Belum Ada Aset Puteh Disita
Senin, 02 Agu 2004 18:14 WIB
Jakarta - Gubernur Nanggroe Aceh Darussalam (NAD) Abdullah Puteh menepis kabar asetnya telah disita Komisi Pemberantas Korupsi (KPK) terkait dugaan korupsi dalam pembelian pesawat MI-2. Menurutnya, sejauh ini, baru dokumen yang disita."Belum ada kecuali dokumen," kata Puteh usai diperiksa KPK, Jl. Medan Merdeka Barat, Jakarta, Senin (2/8/2004).
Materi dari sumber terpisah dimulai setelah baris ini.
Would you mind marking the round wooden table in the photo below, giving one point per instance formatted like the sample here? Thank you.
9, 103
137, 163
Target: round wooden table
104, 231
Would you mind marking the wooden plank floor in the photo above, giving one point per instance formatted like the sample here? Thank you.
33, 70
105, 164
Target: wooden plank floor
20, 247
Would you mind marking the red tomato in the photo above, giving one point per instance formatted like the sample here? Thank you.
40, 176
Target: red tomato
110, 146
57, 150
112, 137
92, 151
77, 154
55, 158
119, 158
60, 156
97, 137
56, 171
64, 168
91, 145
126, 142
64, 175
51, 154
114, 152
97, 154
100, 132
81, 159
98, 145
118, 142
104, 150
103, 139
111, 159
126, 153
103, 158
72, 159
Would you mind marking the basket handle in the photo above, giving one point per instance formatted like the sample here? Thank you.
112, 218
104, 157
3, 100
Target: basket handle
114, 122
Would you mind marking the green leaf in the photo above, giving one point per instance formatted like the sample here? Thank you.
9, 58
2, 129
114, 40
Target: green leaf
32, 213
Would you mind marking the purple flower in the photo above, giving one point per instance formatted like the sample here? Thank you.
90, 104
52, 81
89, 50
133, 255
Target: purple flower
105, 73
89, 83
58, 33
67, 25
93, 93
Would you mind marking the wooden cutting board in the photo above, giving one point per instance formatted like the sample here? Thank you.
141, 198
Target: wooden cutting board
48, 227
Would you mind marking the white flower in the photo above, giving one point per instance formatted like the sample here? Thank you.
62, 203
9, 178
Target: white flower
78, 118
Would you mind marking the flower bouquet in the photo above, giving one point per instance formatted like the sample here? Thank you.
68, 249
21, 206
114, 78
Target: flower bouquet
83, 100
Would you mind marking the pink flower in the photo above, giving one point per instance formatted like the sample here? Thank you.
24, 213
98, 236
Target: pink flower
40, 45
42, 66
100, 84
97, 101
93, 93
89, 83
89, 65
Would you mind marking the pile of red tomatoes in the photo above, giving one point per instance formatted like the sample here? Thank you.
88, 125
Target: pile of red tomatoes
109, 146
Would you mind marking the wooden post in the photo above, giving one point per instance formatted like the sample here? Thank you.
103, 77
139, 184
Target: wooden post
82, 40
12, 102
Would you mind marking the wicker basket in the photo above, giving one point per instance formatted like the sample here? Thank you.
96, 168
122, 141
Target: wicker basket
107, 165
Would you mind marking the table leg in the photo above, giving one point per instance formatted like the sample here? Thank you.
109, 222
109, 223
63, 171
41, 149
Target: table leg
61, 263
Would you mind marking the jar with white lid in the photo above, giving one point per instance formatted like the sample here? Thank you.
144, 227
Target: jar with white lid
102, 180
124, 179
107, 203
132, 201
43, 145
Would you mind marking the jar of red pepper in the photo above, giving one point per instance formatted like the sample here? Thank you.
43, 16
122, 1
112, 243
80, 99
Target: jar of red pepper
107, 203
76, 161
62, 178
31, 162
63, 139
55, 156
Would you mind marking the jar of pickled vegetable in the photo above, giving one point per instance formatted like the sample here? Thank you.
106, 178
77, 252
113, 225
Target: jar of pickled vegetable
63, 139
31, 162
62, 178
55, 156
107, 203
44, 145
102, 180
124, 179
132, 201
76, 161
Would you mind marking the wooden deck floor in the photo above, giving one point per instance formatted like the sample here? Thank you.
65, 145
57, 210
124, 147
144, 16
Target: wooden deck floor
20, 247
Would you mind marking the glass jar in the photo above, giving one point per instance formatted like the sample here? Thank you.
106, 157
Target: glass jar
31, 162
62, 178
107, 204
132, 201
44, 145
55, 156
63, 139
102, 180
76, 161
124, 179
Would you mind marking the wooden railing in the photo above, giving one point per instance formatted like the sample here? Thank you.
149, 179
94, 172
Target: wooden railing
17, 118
Puteh diperiksa sekitar 9 jam, dari pukul 08.30 WIB hingga 17.30 WIB.Pengacara Puteh, OC Kaligis meminta agar kabar anggota KPK ke Aceh menyita aset kliennya ditanyakan ke KPK. "Tak ada penyitaan aset karena belum terbukti penyalahgunaan dana pembelian MI-2. Tanyakan saja ke KPK," katanya. Hingga kini Puteh telah ditanya 235 pertanyaan. Puteh sendiri mengaku diperiksa mengenai pengadaan heli kopter Mi-2 buatan Rusia, pembayaran dan sumber dana dari mana.Pertanyaan-pertanyaan yang dilontarkan tim penyidik hari ini lebih detil dibanding pertanyaan sebelumnya. Puteh masih yakin dirinya tak bersalah. "Ya bersalah atau tidak itu urusan penegak hukum dan pengadilan," katanya singkat saat ditanya mengapa ia terlihat yakin tak bersalah. Pimpinan KPK sendiri dari pagi hingga sore banyak menghindari wartawan. Keterangan pemeriksaan lebih banyak diberikan oleh Puteh dan pengacaranya. Bahkan Wakil Ketua KPK Ery Riana Hardjapamekas yang biasa mmeberi keterangan ternyata telah pulang tanpa diketahui wartawan.